0

I have analysed my data using multivariate multiple regression (8 IVs, 3 DVs), and significant composite results have been found.

Before reporting my findings, I want to discuss in my results chapter (briefly) how the composite variable is created.

I have done some reading, and in the sources I have found, authors simply state that a 'weighted linear composite' or a 'linear combination of DVs' is created by SPSS (the software I am using).

They do not explain how they are weighted, and as someone relatively new to multivariate statistics, I am still unclear.

Are the composite DVs simply a mean score of the three DVs I am using, or is a more sophisticated method used on SPSS?
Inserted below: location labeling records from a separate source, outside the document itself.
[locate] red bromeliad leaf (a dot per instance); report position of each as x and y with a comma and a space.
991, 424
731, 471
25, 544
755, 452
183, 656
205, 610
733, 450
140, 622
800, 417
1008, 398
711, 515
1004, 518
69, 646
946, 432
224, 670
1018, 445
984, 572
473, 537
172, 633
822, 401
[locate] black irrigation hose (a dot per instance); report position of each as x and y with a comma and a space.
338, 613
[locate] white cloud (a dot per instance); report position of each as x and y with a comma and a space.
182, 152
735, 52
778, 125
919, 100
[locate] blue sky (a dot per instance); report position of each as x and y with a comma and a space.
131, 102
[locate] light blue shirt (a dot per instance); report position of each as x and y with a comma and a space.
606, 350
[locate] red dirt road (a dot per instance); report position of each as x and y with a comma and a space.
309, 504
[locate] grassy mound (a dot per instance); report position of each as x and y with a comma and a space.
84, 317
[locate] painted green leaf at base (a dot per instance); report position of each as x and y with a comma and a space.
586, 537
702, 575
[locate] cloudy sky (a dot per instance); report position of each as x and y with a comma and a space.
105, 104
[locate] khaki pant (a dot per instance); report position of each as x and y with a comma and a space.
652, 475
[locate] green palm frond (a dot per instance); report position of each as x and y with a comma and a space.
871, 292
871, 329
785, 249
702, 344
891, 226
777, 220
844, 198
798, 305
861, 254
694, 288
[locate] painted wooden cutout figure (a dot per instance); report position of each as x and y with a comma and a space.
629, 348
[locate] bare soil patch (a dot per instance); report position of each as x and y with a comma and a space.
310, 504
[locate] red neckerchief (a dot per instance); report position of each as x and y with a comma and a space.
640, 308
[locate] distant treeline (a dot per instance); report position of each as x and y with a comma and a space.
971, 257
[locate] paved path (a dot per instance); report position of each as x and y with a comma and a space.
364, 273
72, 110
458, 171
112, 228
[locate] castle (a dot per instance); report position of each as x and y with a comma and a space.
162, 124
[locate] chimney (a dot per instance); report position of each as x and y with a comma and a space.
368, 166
If the latter is true, could anyone either a) explain what this method is, or b) signpost some useful (and accessible) readings which explain the method of creating composite variables?

Many thanks

enter image description here

enoon
  • 43
  • 5
  • What procedure (command name) are you using? What spss version? – ttnphns Apr 24 '20 at 12:03
  • Hi @ttnphns - I am using the GLM following the syntax found on this link https://www-01.ibm.com/support/docview.wss?uid=swg21476743 and I am using SPSS 24. Thanks – enoon Apr 24 '20 at 12:13
  • By "composite variable" you probably mean the prediction made by the model, the linear combination of IVs. Just you may look in SPSS Algorithms, GLM, Multivariate, if tou need concrete formulas. Note that because the predictand is multivariate, the formulas are likely to be written in matrix notation. – ttnphns Apr 24 '20 at 12:23
  • Spss Algorithms document is under Help menu, it is also dowloadable from internet in pdf format. – ttnphns Apr 24 '20 at 12:27
  • Thank you for the prompt response @ttnphns Below my original post, I have taken a screenshot of the specific results I am trying to interpret. My understanding is that these results indicate the extent to which there is a relationship between each IV and a composite of my DVs Thus, I am just trying to determine how the DV for these tests were calculated I will check out the guidance, thanks – enoon Apr 24 '20 at 12:48
  • The output you are showing is the different multivariate tests. This table is analogous to the ANOVA table (showing the significance of univariate F test) of univariate regression or ANOVA. – ttnphns Apr 24 '20 at 12:52
  • These tests are described briefly in this my answer https://stats.stackexchange.com/a/255444/3277. (However, there are given formulas for the case of one categorical predictor.) – ttnphns Apr 24 '20 at 12:56

1 Answers1

0

Multivariate tests in GLM are created using the multivariate general linear hypothesis form $L\beta M = K$ where $L$ is a matrix of contrast coefficients applied to the predictors, $\beta$ is the matrix of population regression coefficients, $M$ is a transformation matrix of the dependent variables, and $K$ is the matrix of null-hypothesized values for $L\beta M$, typically (and by default) $0$. As @ttnphns indicates, that these are matrices rather than scalars.

In the case of these particular tests, $L$ is actually a vector $l$ consisting of 0 values for the intercept and all but one of the predictors, which has a 1. $\hat{\beta}$, or the estimated matrix of regression coefficients, is used for $\beta$, and $M$ is an identity matrix of order equal to the number of dependent variables, in your case three.

The regression of each dependent on the set of predictor variables is the same here as if you were to run each one separately. The same regression coefficients and univariate test statistics will result either way. The null hypotheses tested in the multivariate case are simply the intersections of the univariate null hypotheses: the population $\beta$ for a given predictor is 0 for each of the dependent variables.

What's done in the multivariate case is simply to pool information about the correlations among the dependent variables to create more powerful tests of the same hypotheses you'd test about each dependent variable separately.

David Nichols
  • 840
  • 2
  • 9